Connecting data-driven insights enable lenders to catch early signs of fraud, such as mismatched borrower histories or unusual application behavior. Breaking down these silos and integrating fraud prevention solutions help lenders create a more unified view of each applicant.
External Data Strengthens Origination and Risk Insights
Many financial institutions successfully integrate internal data into their loan decisioning, but blind spots still remain, especially when a small business applies to multiple lenders at once. Prevalent fraud schemes like loan stacking, synthetic identify fraud and application duplication will continue to grow in different channels.

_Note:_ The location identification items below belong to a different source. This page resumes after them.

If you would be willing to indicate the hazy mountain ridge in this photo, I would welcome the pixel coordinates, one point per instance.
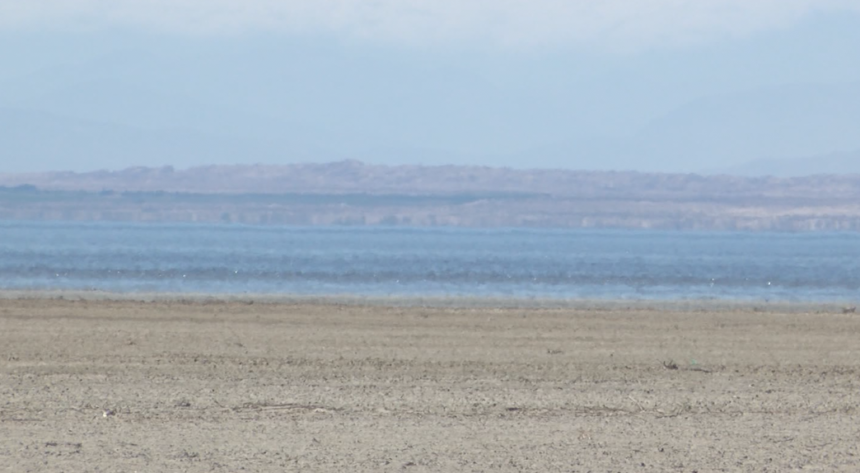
(354, 176)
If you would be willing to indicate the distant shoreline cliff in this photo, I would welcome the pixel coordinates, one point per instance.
(352, 193)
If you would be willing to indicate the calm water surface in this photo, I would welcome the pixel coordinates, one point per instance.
(429, 262)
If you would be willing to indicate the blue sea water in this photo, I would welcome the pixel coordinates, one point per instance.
(382, 261)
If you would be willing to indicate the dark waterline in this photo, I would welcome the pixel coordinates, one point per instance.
(394, 261)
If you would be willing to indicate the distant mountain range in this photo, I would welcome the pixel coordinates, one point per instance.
(184, 110)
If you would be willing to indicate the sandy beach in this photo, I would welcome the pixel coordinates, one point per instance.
(209, 385)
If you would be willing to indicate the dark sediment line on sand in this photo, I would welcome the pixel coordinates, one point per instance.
(454, 302)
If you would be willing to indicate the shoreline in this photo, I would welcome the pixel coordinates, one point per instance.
(441, 302)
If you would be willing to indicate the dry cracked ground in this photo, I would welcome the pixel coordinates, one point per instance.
(231, 386)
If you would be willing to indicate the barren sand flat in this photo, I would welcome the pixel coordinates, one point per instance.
(227, 386)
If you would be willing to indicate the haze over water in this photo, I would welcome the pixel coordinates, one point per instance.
(395, 261)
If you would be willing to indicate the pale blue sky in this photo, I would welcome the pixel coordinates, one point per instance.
(659, 85)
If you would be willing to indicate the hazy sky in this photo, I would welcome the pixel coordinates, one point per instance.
(671, 85)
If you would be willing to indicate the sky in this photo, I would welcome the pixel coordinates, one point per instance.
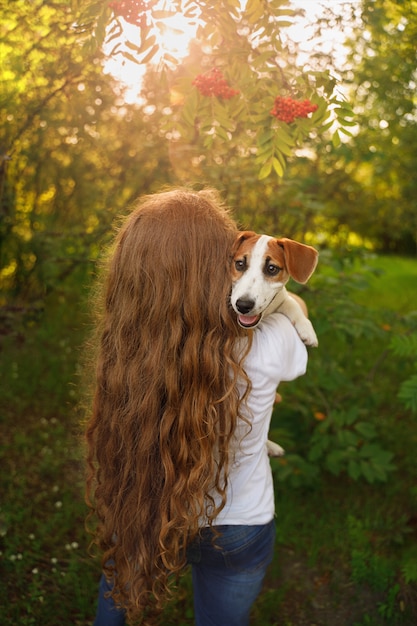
(130, 74)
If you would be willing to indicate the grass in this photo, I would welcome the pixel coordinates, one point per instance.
(346, 550)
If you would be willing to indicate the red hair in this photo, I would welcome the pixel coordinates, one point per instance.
(165, 403)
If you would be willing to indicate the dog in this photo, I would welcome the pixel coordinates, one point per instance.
(261, 267)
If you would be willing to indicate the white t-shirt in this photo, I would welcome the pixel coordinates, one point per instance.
(277, 354)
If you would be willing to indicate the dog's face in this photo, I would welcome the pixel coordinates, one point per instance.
(261, 266)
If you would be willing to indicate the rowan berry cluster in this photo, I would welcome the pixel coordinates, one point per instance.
(133, 11)
(287, 109)
(214, 84)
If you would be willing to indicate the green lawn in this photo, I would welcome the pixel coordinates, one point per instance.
(346, 551)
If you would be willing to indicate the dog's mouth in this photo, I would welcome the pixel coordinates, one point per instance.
(248, 321)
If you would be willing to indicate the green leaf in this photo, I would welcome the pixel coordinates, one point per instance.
(365, 429)
(408, 393)
(278, 167)
(336, 139)
(265, 170)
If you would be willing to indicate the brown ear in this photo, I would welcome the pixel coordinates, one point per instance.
(241, 237)
(301, 260)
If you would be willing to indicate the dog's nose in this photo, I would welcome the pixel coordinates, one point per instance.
(244, 305)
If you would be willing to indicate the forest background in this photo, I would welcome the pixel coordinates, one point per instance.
(76, 152)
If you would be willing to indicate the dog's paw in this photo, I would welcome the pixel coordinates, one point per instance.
(274, 449)
(307, 333)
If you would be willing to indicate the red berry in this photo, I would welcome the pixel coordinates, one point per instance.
(288, 109)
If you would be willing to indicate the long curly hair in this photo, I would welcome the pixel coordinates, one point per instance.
(165, 401)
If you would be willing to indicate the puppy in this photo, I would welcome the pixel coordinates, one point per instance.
(261, 267)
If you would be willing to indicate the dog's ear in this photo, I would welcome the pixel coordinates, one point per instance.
(241, 237)
(301, 260)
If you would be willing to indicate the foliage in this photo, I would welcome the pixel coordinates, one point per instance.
(75, 154)
(245, 44)
(341, 430)
(367, 186)
(405, 347)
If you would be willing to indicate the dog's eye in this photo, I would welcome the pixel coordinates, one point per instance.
(240, 265)
(272, 270)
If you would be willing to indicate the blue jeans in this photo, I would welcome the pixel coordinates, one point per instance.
(227, 576)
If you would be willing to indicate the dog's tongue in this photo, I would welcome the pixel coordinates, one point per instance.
(248, 320)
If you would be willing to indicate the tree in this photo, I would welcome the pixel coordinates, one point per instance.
(240, 91)
(74, 153)
(368, 185)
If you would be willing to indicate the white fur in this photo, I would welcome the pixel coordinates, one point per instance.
(269, 295)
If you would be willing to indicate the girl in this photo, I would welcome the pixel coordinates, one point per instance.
(178, 466)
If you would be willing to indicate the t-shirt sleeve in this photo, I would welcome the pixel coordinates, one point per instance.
(279, 349)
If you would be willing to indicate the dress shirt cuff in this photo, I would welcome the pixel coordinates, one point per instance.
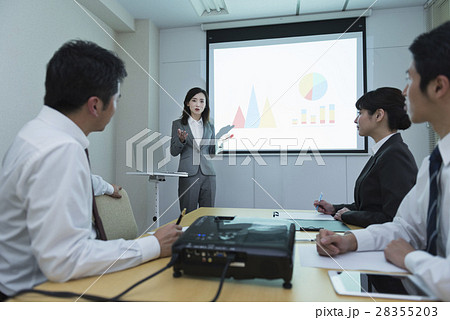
(364, 240)
(109, 189)
(414, 259)
(150, 248)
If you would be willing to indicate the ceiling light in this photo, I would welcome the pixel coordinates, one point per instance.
(209, 7)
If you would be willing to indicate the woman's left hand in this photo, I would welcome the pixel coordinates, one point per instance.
(338, 215)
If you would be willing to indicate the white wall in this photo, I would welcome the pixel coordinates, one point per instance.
(30, 34)
(138, 110)
(183, 65)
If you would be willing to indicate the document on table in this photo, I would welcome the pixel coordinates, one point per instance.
(364, 260)
(153, 232)
(305, 215)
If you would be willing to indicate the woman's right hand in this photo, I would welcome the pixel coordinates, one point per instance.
(182, 135)
(324, 207)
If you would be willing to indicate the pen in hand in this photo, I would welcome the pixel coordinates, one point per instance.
(181, 216)
(320, 198)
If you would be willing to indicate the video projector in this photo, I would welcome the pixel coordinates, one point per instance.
(259, 248)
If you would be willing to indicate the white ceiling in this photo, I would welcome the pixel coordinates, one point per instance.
(180, 13)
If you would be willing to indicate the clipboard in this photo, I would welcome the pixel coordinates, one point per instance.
(316, 225)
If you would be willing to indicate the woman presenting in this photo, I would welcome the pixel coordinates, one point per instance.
(390, 173)
(194, 140)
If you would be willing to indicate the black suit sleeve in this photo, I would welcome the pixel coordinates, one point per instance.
(176, 146)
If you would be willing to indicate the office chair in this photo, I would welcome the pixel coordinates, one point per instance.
(117, 216)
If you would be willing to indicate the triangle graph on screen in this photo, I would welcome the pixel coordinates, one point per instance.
(239, 120)
(254, 119)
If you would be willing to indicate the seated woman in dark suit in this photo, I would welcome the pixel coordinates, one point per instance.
(390, 173)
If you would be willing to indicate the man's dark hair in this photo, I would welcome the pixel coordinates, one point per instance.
(78, 71)
(187, 111)
(431, 54)
(392, 101)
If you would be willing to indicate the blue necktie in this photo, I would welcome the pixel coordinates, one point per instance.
(435, 165)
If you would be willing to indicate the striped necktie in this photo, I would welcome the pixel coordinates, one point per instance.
(97, 220)
(435, 165)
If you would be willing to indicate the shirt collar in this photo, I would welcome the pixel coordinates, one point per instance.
(444, 149)
(380, 143)
(58, 120)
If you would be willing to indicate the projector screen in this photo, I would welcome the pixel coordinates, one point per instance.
(288, 93)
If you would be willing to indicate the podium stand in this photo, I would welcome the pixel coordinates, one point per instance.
(156, 178)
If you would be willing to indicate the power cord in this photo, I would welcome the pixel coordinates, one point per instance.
(68, 294)
(230, 259)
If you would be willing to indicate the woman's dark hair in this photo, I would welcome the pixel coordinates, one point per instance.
(392, 101)
(80, 70)
(187, 111)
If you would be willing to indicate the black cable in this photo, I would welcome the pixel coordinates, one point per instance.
(230, 258)
(68, 294)
(170, 264)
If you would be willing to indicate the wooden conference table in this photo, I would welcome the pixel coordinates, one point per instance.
(308, 284)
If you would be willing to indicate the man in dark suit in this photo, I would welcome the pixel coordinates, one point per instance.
(390, 173)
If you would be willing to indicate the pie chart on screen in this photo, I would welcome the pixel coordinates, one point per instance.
(313, 86)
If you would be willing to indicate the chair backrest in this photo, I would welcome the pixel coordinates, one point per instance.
(117, 216)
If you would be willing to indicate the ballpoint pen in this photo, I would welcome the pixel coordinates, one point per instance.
(320, 198)
(181, 216)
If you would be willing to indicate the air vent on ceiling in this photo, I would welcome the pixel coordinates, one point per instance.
(209, 7)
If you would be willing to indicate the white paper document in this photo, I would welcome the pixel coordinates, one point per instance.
(305, 215)
(369, 260)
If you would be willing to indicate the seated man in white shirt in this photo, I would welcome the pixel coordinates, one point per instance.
(410, 241)
(45, 234)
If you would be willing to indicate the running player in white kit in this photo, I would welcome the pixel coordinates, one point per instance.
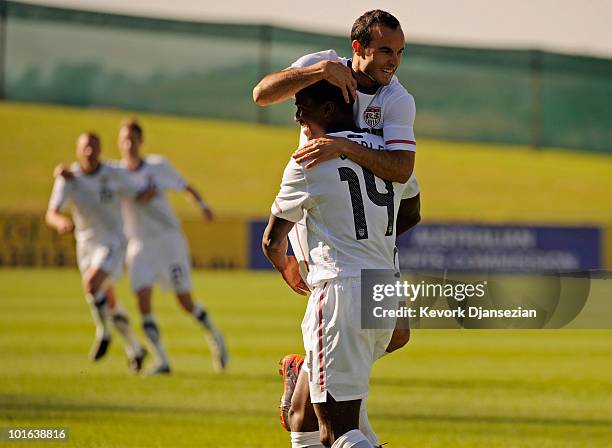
(350, 227)
(157, 250)
(94, 189)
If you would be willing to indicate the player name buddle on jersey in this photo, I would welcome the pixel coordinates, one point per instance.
(95, 199)
(351, 213)
(389, 112)
(151, 219)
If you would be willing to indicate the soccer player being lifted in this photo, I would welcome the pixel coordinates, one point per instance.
(157, 250)
(94, 189)
(383, 107)
(351, 226)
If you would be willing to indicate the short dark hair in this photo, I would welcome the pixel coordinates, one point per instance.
(362, 28)
(133, 125)
(322, 91)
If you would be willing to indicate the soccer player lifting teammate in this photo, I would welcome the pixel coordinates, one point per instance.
(94, 189)
(157, 250)
(351, 227)
(382, 107)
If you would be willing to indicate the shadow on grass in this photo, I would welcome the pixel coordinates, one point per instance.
(13, 407)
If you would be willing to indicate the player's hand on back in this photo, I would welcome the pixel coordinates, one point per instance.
(320, 150)
(340, 75)
(64, 171)
(291, 275)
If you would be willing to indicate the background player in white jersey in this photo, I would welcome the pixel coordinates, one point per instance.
(157, 250)
(347, 231)
(94, 189)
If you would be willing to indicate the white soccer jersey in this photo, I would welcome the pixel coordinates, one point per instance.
(389, 112)
(151, 219)
(95, 199)
(351, 213)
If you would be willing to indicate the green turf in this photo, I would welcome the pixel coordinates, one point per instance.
(238, 167)
(447, 389)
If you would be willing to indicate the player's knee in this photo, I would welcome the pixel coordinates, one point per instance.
(325, 436)
(296, 418)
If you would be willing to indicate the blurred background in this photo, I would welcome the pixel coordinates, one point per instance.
(514, 129)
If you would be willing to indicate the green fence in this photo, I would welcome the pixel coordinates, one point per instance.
(209, 69)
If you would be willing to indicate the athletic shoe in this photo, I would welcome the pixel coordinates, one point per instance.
(220, 356)
(290, 370)
(135, 363)
(160, 369)
(99, 348)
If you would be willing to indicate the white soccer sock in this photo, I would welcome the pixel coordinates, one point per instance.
(98, 304)
(352, 439)
(364, 425)
(306, 440)
(121, 321)
(152, 331)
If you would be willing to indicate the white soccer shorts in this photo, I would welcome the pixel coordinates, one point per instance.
(339, 353)
(164, 259)
(106, 255)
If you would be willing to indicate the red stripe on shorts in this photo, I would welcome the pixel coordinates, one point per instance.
(408, 142)
(320, 331)
(297, 235)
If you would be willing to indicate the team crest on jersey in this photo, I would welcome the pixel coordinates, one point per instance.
(372, 115)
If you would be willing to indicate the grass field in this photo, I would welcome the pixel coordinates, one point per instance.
(447, 389)
(238, 167)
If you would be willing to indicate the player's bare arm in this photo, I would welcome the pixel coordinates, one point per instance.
(64, 171)
(204, 208)
(274, 245)
(58, 221)
(395, 166)
(280, 86)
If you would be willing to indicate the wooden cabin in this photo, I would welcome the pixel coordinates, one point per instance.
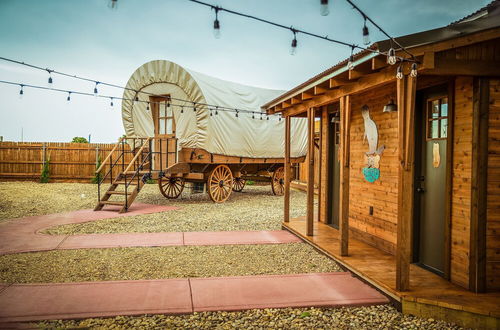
(409, 169)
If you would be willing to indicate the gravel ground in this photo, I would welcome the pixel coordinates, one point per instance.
(374, 317)
(162, 262)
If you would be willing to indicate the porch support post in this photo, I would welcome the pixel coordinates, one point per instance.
(310, 173)
(345, 128)
(287, 170)
(406, 90)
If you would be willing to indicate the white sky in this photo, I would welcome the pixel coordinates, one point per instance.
(84, 37)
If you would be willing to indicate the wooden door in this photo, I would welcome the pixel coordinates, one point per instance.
(430, 182)
(164, 131)
(334, 170)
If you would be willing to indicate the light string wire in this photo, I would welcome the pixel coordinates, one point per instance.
(296, 31)
(98, 82)
(189, 105)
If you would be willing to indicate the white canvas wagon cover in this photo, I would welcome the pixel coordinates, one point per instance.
(223, 134)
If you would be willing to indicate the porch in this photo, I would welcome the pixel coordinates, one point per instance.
(430, 295)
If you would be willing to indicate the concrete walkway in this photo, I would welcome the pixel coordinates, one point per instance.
(31, 302)
(23, 234)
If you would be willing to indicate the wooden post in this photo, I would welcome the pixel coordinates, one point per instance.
(324, 171)
(345, 127)
(287, 170)
(479, 183)
(406, 90)
(310, 174)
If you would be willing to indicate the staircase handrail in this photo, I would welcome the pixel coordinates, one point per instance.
(108, 156)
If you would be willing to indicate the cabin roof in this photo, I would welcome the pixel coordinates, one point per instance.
(483, 19)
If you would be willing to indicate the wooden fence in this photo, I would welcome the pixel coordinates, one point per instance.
(68, 162)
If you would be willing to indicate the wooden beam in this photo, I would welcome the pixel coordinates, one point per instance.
(365, 83)
(379, 62)
(319, 90)
(324, 169)
(310, 176)
(345, 127)
(406, 93)
(288, 169)
(479, 181)
(306, 96)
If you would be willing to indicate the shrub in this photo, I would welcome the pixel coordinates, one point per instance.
(45, 176)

These risks can be mitigated by incorporating external data sources and shared intelligence networks. Integrating anonymized third-party data, stripped of personal identifiers but rich in behavioral insights, allows institutions to validate applicant information, compare patterns across lenders and improve early decisioning. A few examples of these key data points include public records, transactional data and payments processors, metadata and an applicant’s digital footprint.
For instance, an applicant might pass a lender’s KYB and KYC check using traditional documentation but trigger alarms when cross-referenced against a broader network of lenders. AI-powered tools are becoming more common and can detect usage of a shared IP address across dozens of geographically dispersed applicants, identifying fraud rings that operate under the radar.
Combining these internal and external insights enables proactive fraud management and predictive decisioning; both of which can improve a lender’s approval rate and portfolio quality.
Strategies for Building a Stronger Fraud Defense
As a lender, quickly identifying fraudulent applications even before they reach the credit underwriting phase should be a top priority for mitigating losses, saving time, money and providing a better application experience for legitimate customers.
Fraud is constantly evolving and extremely varied, requiring a proactive multilayer approach to fraud prevention. Manually reviewing all applications and other documents bogs down the lending process. Instead, lenders can use systems that analyze data and documents in real-time, allowing FIs to flag suspicious patterns quickly and incorporate a pass-fail-review framework to determine which applications are passed forward to credit underwriting.
Since fraudsters constantly switch tactics, implementing a customizable rules engine allows lenders to adapt their fraud detection settings based on loan types and application risk profiles. Additionally, by partnering with a trusted lending network that shares anonymized applicant data, lenders can make smarter decisions by banding together.
Spotting the difference between a genuine borrower and a fraudster requires going beyond traditional underwriting data. By embracing a layered, digital strategy, financial institutions can scale their SMB lending, while staying ahead of fraudsters.